Today will be the 'end of the world,' group says
In yet another prediction certain to be wrong, End Times Prophecies has declared today will be the end of the world -- and we should all blame the "polar flip."
What is a "polar flip?" It's when the Earth's magnetic pull reverses itself, causing the North Magnetic Pole to go south and the South Magnetic Pole to go north.
What causes it? The Earth's core.
The group says the polar shift will trigger worldwide tremors setting off multiple earthquakes and a "rolling cloud" that will destroy the world. Bummer, right?
This is not the first time people have worried a polar shift could destroy the planet. In 2011, NASA issued a statement to calm fears that a polar shift would destroy the planet in 2012.
This just in: It didn't.
"Scientists understand that Earth's magnetic field has flipped its polarity many times over the millennia. In other words, if you were alive about 800,000 years ago, and facing what we call north with a magnetic compass in your hand, the needle would point to 'south.' This is because a magnetic compass is calibrated based on Earth's poles. The N-S markings of a compass would be 180 degrees wrong if the polarity of today's magnetic field were reversed. Many doomsday theorists have tried to take this natural geological occurrence and suggest it could lead to Earth's destruction. But would there be any dramatic effects? The answer, from the geologic and fossil records we have from hundreds of past magnetic polarity reversals, seems to be 'no.'"
This year's polar shift will speed-up slightly between July 14 and August 19, which triggered recent online discussions.

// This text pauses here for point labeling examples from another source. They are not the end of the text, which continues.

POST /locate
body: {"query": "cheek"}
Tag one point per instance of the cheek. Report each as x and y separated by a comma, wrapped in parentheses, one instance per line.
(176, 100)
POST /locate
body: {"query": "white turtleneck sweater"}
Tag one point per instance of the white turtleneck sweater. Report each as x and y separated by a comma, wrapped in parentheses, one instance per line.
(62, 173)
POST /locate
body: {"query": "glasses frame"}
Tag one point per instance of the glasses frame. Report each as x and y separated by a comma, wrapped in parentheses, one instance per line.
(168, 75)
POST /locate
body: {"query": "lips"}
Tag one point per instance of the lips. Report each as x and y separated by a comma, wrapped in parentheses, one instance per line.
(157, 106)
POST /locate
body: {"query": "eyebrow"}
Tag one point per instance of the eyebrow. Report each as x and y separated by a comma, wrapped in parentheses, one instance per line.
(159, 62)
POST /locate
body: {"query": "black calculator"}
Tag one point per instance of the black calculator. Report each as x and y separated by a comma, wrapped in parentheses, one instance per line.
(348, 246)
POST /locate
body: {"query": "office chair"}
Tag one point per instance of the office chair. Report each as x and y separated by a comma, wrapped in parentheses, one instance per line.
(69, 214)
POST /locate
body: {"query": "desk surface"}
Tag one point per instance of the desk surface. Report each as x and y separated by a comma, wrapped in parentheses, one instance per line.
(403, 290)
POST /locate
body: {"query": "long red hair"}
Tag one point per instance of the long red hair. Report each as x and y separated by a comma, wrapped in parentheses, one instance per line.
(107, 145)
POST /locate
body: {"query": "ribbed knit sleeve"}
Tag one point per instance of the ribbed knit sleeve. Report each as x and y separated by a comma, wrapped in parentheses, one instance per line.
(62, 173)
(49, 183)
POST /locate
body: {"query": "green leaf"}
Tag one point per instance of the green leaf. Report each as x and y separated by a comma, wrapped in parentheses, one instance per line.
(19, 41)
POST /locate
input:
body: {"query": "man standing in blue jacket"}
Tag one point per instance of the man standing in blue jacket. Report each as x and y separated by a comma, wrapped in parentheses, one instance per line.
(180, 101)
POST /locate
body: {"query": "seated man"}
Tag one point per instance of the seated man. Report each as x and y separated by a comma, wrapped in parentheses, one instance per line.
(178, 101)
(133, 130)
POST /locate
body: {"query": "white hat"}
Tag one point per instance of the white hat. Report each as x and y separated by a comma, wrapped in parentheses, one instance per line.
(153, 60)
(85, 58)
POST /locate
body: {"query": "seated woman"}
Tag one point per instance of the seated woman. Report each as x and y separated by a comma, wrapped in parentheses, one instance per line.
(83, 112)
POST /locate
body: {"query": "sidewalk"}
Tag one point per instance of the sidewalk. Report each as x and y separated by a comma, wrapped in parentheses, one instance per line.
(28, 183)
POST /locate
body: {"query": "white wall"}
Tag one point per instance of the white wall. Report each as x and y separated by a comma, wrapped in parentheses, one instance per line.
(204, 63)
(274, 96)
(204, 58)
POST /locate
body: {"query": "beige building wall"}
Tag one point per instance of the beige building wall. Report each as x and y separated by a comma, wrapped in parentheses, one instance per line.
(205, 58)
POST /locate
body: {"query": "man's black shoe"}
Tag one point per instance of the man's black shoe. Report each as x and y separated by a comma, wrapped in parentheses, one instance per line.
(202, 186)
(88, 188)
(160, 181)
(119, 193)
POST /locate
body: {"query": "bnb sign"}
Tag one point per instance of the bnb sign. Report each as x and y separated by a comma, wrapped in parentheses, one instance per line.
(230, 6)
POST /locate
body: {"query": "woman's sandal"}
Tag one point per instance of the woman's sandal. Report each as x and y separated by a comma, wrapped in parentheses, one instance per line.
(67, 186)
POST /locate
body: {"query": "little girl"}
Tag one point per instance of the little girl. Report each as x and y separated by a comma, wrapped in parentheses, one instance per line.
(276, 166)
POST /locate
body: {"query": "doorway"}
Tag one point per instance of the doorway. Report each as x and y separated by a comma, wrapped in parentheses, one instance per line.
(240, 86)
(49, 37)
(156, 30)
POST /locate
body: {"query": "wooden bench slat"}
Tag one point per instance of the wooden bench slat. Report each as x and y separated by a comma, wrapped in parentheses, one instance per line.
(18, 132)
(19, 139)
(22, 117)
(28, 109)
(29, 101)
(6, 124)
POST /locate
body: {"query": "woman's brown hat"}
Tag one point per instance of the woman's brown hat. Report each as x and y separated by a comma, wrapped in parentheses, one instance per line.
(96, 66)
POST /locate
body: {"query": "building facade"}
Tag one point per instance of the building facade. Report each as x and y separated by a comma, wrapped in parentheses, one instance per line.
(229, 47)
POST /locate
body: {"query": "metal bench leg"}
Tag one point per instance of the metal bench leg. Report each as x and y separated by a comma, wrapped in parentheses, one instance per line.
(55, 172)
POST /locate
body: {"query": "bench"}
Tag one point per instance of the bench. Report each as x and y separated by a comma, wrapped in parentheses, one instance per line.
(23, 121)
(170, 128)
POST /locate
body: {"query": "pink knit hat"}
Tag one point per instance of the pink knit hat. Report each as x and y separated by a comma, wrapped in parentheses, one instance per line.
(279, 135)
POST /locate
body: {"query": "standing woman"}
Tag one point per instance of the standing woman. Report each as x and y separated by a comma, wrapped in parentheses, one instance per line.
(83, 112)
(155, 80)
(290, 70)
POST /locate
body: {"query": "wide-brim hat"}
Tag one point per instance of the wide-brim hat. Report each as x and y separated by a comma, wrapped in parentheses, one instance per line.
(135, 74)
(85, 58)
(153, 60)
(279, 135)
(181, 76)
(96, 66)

"The polar flip will make the stars race across the sky, and the vacuum from the reeling of the Earth will pull the atmosphere along the ground, trying to catch up, creating what is known as a roll cloud," according to the Armageddon News video.
It's probably worth noting -- the group also predicted a giant asteroid would collide with earth back in May.
The 17-minute video posted to YouTube earlier this month attempts to explain why the world will end on Friday. It has been viewed over 4 million times.